Judd was a kind and gentle soul known for his his deep, iconoclastic intelligence and his amazingly quick wit.  He was as facile with a pun as he was finding humor in life’s many ironies.  Judd readily opened his heart and his ear to anyone who approached him.  He was a loyal friend, beloved by his classmates in TD.  He actively maintained his Yale friendships throughout his life by attending our reunions with his cherished wife, Denise, sending dozens of carefully curated articles to his many Yale friends according to their interests, regularly participating in our weekly Covid-era Zoom calls, and welcoming any classmate who happened to be stranded for a weekend in LA to his Shabbat dinner table. 

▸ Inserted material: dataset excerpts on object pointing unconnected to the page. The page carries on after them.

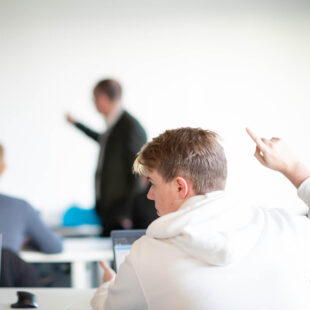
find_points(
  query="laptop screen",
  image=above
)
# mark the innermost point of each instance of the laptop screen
(122, 241)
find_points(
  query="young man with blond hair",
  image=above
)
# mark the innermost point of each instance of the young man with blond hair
(206, 251)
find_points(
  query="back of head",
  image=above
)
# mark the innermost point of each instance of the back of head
(192, 153)
(111, 88)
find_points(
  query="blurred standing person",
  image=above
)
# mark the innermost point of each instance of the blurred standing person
(115, 183)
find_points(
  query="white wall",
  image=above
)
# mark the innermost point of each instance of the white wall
(181, 63)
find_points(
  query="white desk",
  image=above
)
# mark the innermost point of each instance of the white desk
(79, 252)
(50, 298)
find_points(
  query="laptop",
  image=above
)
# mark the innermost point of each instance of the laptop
(122, 241)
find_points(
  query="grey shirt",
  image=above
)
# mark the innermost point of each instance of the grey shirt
(20, 222)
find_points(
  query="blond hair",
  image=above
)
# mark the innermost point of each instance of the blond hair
(193, 153)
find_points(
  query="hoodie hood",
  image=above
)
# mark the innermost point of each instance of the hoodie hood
(211, 228)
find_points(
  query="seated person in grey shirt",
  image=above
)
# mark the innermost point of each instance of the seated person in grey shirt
(20, 223)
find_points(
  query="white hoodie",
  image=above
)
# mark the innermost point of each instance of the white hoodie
(214, 254)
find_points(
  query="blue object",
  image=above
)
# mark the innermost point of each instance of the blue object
(76, 216)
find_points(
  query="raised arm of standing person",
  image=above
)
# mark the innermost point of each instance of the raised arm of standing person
(274, 154)
(89, 132)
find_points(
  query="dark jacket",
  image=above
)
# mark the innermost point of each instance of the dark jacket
(118, 184)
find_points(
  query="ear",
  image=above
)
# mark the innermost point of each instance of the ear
(182, 186)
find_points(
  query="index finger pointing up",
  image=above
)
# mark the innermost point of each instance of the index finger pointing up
(256, 139)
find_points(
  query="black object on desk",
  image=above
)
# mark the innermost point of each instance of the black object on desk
(25, 300)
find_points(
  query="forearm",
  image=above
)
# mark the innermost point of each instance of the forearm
(296, 173)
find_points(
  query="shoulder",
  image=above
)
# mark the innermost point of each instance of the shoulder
(130, 121)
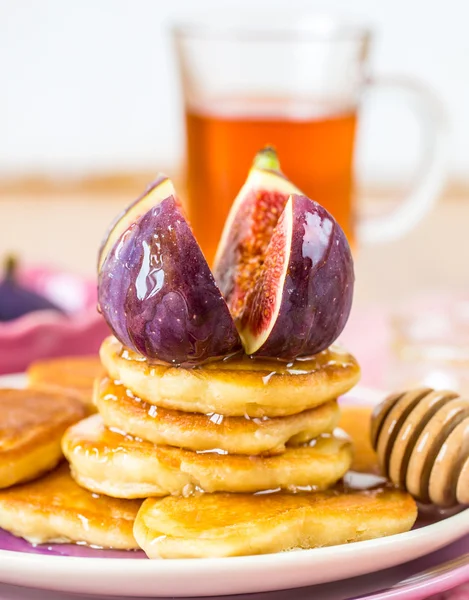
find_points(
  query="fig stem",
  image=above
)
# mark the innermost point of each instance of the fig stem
(267, 159)
(10, 266)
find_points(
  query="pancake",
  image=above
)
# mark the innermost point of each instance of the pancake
(120, 409)
(217, 525)
(236, 386)
(56, 509)
(108, 462)
(32, 423)
(73, 376)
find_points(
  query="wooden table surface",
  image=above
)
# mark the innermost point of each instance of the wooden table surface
(66, 229)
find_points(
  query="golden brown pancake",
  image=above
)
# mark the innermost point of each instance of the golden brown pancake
(108, 462)
(356, 422)
(237, 386)
(32, 423)
(56, 509)
(214, 525)
(120, 409)
(72, 375)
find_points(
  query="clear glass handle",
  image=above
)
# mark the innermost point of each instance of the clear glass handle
(430, 176)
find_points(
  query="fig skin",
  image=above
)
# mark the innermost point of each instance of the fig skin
(157, 191)
(158, 295)
(315, 288)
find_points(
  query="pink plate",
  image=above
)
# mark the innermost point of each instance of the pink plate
(47, 333)
(427, 577)
(431, 558)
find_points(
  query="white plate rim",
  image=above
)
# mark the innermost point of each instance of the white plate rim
(428, 538)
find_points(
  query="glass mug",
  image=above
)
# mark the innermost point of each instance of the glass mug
(297, 88)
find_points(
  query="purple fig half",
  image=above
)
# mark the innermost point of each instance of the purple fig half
(302, 297)
(157, 191)
(158, 295)
(248, 228)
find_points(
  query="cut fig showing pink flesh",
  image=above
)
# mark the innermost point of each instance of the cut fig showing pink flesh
(248, 228)
(156, 192)
(158, 295)
(302, 297)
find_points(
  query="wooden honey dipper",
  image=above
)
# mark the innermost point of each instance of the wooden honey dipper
(421, 437)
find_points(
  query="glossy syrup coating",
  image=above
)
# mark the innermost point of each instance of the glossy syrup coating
(158, 295)
(56, 509)
(302, 299)
(32, 423)
(109, 462)
(236, 386)
(122, 410)
(242, 524)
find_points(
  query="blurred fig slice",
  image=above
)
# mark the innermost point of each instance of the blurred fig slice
(249, 227)
(302, 296)
(158, 295)
(157, 191)
(16, 300)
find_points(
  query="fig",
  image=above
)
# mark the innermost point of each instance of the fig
(249, 227)
(158, 295)
(16, 300)
(157, 191)
(301, 299)
(284, 267)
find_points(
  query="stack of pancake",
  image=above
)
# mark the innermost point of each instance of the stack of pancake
(240, 425)
(255, 436)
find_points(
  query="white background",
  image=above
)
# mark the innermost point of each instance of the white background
(90, 86)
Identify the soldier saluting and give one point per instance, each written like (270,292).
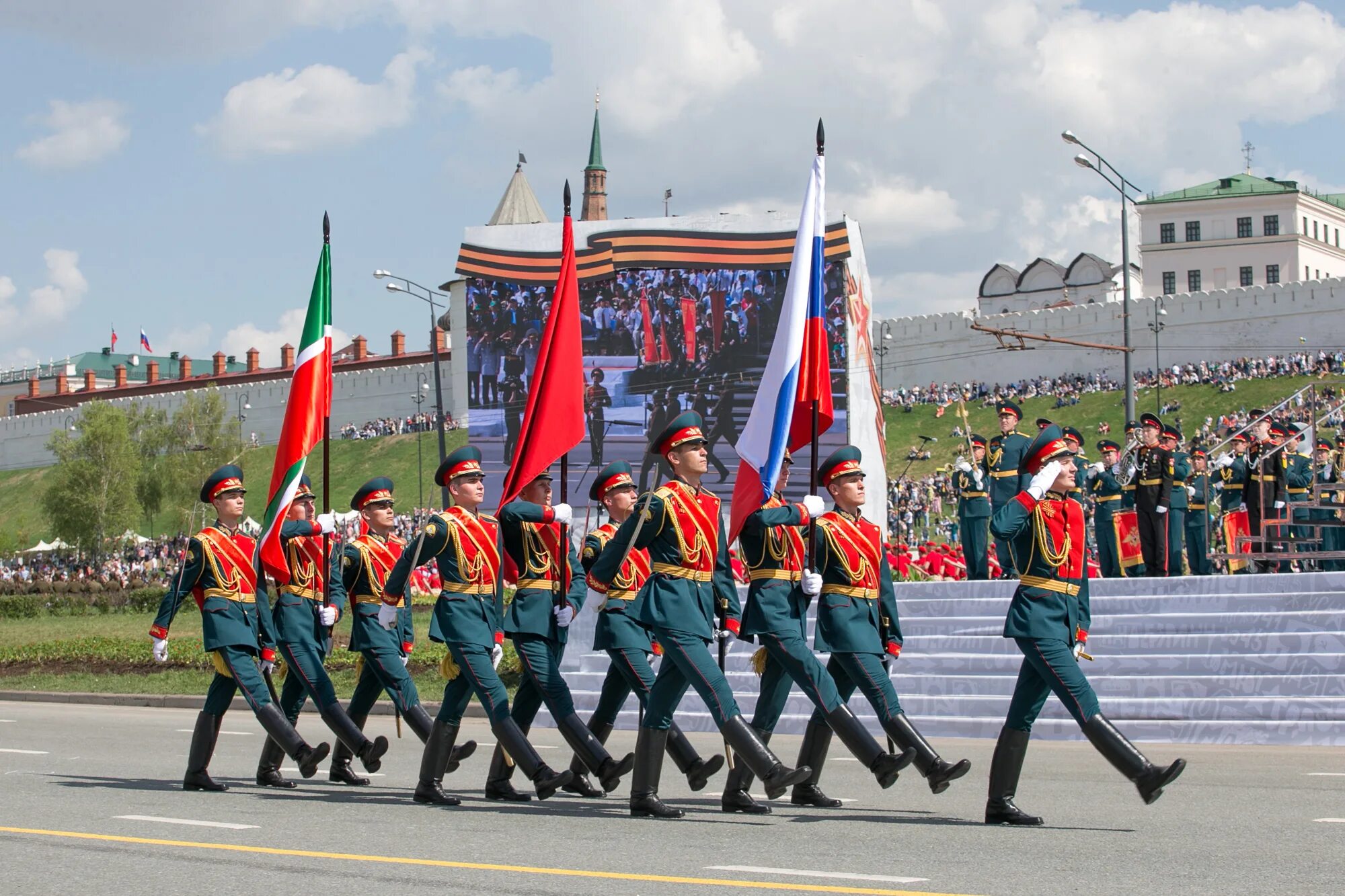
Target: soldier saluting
(691,583)
(1048,619)
(220,573)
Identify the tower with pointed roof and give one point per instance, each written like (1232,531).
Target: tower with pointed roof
(595,177)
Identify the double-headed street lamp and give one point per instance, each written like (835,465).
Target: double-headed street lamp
(434,348)
(1085,162)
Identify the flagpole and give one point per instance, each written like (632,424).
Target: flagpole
(813,470)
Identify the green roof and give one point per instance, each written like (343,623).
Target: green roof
(1242,185)
(595,149)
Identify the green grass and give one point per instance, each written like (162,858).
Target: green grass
(1198,403)
(24,524)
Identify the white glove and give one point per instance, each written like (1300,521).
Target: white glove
(1044,479)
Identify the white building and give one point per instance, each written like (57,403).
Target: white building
(1239,232)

Judd met Denise shortly after moving west.  She was the love of his life, and they formed a perfect partnership.  One could not have scripted a better suited or more loving couple.  Together they raised five wonderful children – Nathaniel, Joshua, Aryeh, Gavriel, and Betsy – who adored Judd and whom he adored; there was much to be learned from Judd about parenting.  He also leaves behind ten grandchildren who, sadly, will not get to play with him, learn from his wise counsel or laugh at his jokes as they grow up. 

All of us who knew him at Yale will miss him deeply.  May his memory be a blessing.”

May we all experience a blessing in our lives. All of us.